En réaction au rapport du commissaire à l'admission aux professions, qui a critiqué sévèrement la méthodologie encadrant son examen, l'OIIQ a annoncé jeudi qu'il voulait adopter un nouveau format d'épreuve connu sous l'acronyme anglais NCLEX-RN. Il s'agit de l'examen standardisé américain aussi utilisé dans les autres provinces canadiennes.

Or, le seul exemple francophone dont on dispose est celui du Nouveau-Brunswick, où les résultats sont si catastrophiques que les candidates infirmières ont réclamé de pouvoir passer l'examen québécois.

«C'est une histoire carrément d'horreur de A à Z avec la communauté acadienne et francophone», résume simplement le président de la Société de l'Acadie du Nouveau-Brunswick (SANB), Cédric Alexandre Doucet.

Il explique que depuis son adoption en 2015, l'examen NCLEX-RN a d'abord été très mal traduit avant de connaître certaines améliorations. 

Malgré cela, les candidates francophones demeurent désavantagées parce qu'elles n'ont pas accès aux mêmes documents préparatoires que leurs collègues anglophones.

En date de 2020, 38 % des candidates francophones au Canada avaient échoué à leur premier essai à l’examen NCLEX contre 14 % pour l'ensemble des candidates canadiennes.

Il s'agissait de la meilleure performance des étudiantes francophones depuis l'adoption de cet examen au pays.

L'enjeu est si grave que la Société de l'Acadie et la Fédération étudiante du Campus universitaire de Moncton (FÉCUM) ont entrepris des poursuites judiciaires contre l'Association des infirmières et infirmiers du Nouveau-Brunswick (AIINB), l'ordre néo-brunswickois. Elles lui reprochent de contrevenir à la charte canadienne en bafouant les droits des francophones.

Ironiquement, M. Doucet dit espérer que l'implantation du NCLEX-RN au Québec permettra enfin d'avoir des ressources suffisantes pour faire traduire tous les documents préparatoires de manière adéquate.

Du côté de l'OIIQ, la directrice des admissions et du registrariat, Chantal Lemay, affirme que l'ordre «est tout à fait conscient de cet enjeu-là» et qu'il travaille déjà avec l'organisme américain qui produit l'examen «pour justement s'assurer qu'au niveau du français, ça va répondre à nos attentes».

Elle soutient que des représentants de l'OIIQ se sont rendus plusieurs fois à Chicago pour observer les items en français utilisés pour concevoir le NCLEX-RN par le Conseil national américain des ordres d'infirmières (NCSBN).

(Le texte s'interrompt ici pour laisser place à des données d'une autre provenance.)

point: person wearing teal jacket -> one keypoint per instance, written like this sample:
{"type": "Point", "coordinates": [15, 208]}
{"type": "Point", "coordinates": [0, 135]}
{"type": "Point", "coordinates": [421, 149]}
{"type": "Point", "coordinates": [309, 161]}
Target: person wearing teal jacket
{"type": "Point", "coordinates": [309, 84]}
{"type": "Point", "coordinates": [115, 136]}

«Il n'y a pas d'enjeux qui ont été notés jusqu'à présent au niveau de la qualité de la traduction. Il n'y a certainement pas d'enjeux qui empêchent les étudiantes de répondre à des questions», assure-t-elle.

Selon Mme Lemay, il reste tout de même certains éléments à corriger avec l'institution américaine, dont le vocabulaire portant sur certains médicaments ou outils techniques par exemple.

C'est une inquiétude que soulève la coordonnatrice du département et responsable de programme de soins infirmiers du Cégep de Granby, Nancy Bonneau.

«Il va falloir s'assurer que la terminologie scientifique est adaptée à notre réalité et que s'ils parlent de molécules, bien qu'on ait des molécules comparables.»

Au-delà des bonnes intentions de l'OIIQ, il reste qu'il exprime le désir d'utiliser un outil en anglais, conçu aux États-Unis. Une idée que le président-directeur général de la Fédération des cégeps, Bernard Tremblay, qualifie de «complètement déconnectée de notre réalité québécoise».

«Il me semble que de tout temps on a cherché, au Québec, à avoir une approche qui soit vraiment adaptée à notre réalité», observe-t-il en déplorant n'avoir jamais été consulté à ce sujet.

L'OIIQ dit vouloir soumettre une demande officielle à l'Office des professions du Québec dans le but d'adopter son nouveau format d'examen à compter du printemps 2024.

Au cabinet de la ministre de l'Enseignement supérieur, Pascale Déry, on se contente de répondre que la «volonté de l'OIIQ devra être analysée par l'Office des professions». 

Le contenu en santé de La Presse Canadienne obtient du financement grâce à un partenariat avec l’Association médicale canadienne. La Presse Canadienne est l’unique responsable des choix éditoriaux.